The third prediction was not supported by data, but we argue that this result needs to be interpreted with caution. Although we could not demonstrate a statistically significant reduction in migration distance over time, there are good reasons to re-address the issue in the near future. One is that our present analysis was based on a small sample (increasing the risk for a type II statistical error; cf. patterns in Fig. 4), and another is that our test was conservative in the sense that the “late” period does not contain data from the last 20 years, a period of dramatically increased releases of hand-reared mallards.
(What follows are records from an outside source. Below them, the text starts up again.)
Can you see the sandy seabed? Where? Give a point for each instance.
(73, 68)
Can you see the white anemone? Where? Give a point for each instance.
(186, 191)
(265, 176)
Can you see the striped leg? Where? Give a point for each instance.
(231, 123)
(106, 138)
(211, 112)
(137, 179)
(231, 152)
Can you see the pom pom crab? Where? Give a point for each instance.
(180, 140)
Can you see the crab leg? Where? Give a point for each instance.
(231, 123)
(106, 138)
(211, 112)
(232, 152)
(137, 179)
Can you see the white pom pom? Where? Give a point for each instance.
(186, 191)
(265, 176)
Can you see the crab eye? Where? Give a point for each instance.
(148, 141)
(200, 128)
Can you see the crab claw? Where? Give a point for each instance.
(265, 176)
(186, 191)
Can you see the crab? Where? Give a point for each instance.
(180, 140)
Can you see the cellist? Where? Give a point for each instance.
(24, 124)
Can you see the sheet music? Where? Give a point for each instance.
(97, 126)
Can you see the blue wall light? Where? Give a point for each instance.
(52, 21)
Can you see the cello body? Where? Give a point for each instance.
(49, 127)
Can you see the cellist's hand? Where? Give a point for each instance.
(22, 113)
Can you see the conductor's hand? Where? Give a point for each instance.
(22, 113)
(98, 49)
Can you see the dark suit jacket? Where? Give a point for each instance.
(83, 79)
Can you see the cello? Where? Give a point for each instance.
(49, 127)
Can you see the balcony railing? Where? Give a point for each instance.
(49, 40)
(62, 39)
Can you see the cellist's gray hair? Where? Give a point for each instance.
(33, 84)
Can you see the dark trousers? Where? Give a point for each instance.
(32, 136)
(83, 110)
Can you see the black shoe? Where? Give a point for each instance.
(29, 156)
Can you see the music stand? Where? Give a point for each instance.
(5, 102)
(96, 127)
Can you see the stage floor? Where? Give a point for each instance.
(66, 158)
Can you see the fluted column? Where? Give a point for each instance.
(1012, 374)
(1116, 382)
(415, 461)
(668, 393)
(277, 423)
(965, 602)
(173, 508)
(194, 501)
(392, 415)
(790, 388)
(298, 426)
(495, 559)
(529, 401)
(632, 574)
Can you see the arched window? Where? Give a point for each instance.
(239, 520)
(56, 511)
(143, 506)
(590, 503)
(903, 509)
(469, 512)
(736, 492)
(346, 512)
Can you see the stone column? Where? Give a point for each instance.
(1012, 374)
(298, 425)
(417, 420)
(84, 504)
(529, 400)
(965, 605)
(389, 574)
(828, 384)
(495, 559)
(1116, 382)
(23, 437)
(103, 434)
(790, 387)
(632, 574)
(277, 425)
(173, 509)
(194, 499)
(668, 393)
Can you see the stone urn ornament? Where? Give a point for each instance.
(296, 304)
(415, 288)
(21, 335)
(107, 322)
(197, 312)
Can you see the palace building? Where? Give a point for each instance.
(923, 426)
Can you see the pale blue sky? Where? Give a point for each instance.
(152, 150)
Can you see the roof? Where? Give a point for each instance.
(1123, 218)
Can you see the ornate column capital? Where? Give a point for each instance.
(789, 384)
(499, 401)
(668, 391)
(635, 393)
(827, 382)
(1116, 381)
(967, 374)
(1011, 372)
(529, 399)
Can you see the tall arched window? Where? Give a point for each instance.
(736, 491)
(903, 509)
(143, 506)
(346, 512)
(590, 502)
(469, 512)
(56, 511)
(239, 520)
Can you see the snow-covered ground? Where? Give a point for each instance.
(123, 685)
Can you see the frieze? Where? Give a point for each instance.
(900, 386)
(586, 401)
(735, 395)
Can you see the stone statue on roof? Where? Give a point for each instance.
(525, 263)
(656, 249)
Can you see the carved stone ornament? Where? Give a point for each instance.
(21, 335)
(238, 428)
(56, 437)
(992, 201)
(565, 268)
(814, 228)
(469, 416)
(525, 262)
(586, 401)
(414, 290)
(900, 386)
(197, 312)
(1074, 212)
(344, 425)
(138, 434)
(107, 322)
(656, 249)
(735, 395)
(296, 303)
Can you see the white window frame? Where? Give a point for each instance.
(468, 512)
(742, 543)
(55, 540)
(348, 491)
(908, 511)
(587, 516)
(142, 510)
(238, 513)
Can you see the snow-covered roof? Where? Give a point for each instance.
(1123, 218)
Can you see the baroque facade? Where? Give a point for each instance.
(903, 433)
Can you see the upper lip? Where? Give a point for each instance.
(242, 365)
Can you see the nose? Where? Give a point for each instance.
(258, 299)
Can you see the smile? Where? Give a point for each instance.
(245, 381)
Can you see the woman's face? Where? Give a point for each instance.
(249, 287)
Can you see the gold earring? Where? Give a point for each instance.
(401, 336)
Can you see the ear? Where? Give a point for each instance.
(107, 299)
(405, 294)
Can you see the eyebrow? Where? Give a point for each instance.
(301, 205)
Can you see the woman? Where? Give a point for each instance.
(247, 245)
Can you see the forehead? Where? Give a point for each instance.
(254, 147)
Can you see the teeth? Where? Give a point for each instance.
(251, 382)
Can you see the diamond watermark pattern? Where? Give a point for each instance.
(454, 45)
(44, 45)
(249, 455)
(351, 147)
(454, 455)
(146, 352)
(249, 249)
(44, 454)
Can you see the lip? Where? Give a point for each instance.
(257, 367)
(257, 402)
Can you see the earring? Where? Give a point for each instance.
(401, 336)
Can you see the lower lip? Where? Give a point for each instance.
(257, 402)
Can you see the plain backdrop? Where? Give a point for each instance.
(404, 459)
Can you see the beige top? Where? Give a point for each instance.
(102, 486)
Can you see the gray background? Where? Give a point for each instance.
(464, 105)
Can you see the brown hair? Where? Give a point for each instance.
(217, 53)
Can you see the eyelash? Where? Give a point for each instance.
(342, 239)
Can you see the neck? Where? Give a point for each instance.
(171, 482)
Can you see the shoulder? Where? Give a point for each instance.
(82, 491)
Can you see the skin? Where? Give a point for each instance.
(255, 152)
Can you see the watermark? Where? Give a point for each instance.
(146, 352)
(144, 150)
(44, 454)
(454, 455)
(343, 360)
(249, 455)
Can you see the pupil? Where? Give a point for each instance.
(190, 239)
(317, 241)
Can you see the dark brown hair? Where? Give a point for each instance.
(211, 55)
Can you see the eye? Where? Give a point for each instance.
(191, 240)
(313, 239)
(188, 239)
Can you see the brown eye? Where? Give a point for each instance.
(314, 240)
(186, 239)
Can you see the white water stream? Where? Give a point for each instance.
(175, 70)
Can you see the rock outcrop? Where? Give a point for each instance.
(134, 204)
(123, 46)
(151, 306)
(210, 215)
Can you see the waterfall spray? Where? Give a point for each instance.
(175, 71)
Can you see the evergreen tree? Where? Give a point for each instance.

Unfortunately, the difference in ringing latitude between periods complicates the interpretation, especially because it has been demonstrated previously that Swedish mallards generally migrate farther with increased natal latitude (Fransson and Pettersson 2001). This is to say that a more southerly sample of ringed birds can be expected to migrate shorter for natural reasons. A third reason to soon re-address migration distance in wild Swedish mallards in general is provided by Gunnarsson et al. (2012), who found a reduction over time in a geographically more limited sample. Although we can, as of yet, not conclude that introgression of hand-reared birds has led to reduced migration distance in the wild mallard stock, the topic is worth closer attention also because the processes behind a putative pattern of shorter winter migration are elusive. Two and mutually non-exclusive hypotheses need to be addressed in this context; (a) introgression of farmed-released birds with no or reduced migratory habits and (b) climate change, or more specifically shorter and milder winters at medium to high latitudes leading to delayed and/or shorter migration (cf. Korner-Nievergelt et al. 2010; Sauter et al. 2010; Lehikoinen and Jaatinen 2011; Gunnarsson et al. 2012).

Conclusion

We corroborate previous studies showing that hand-reared birds have shorter lives and migrate shorter than wild. At the same time, we caution that teasing apart the roles of within-season survival and migratory strategy for observed changes in recovery patterns requires further study. This is true not only for the mallard, but for many species in which there is growing concern about climate change. We do not find conclusive evidence for a long-term temporal trend of shorter fall–winter migration in wild mallards, but argue that this interpretation may be equivocal. Based on the fact that farming-release of mallards has become commonplace in Europe as late as during the last decades, all testing of patterns of migration distance to date, including the present, tend to be conservative. Surviving hand-reared birds may affect the wild stock also in other ways, not studied here. For example, they may carry “a burden of captivity” through the increased isolation of breeding stock from wild mallards, which is mainly due to epidemiological concerns in the wake of outbreaks of highly pathogenic avian influenza. Studies of several species demonstrate that breeding stock not in contact with wild conspecifics may develop physiological and behavioral maladaptations already after a few generations (cf. Ebinger and Lohmer 1984). In the case of the mallard, hand-reared released birds surviving hunting and winter weather might thus cause introgression, possibly leading to increased body weight, maladapted bill, underdeveloped gizzard, and possibly behavioral inferiorities with respect to foraging and predator avoidance in the wild population (Champagnon et al. 2010, 2011; Guillemain et al. 2010; Gunnarsson et al. 2011).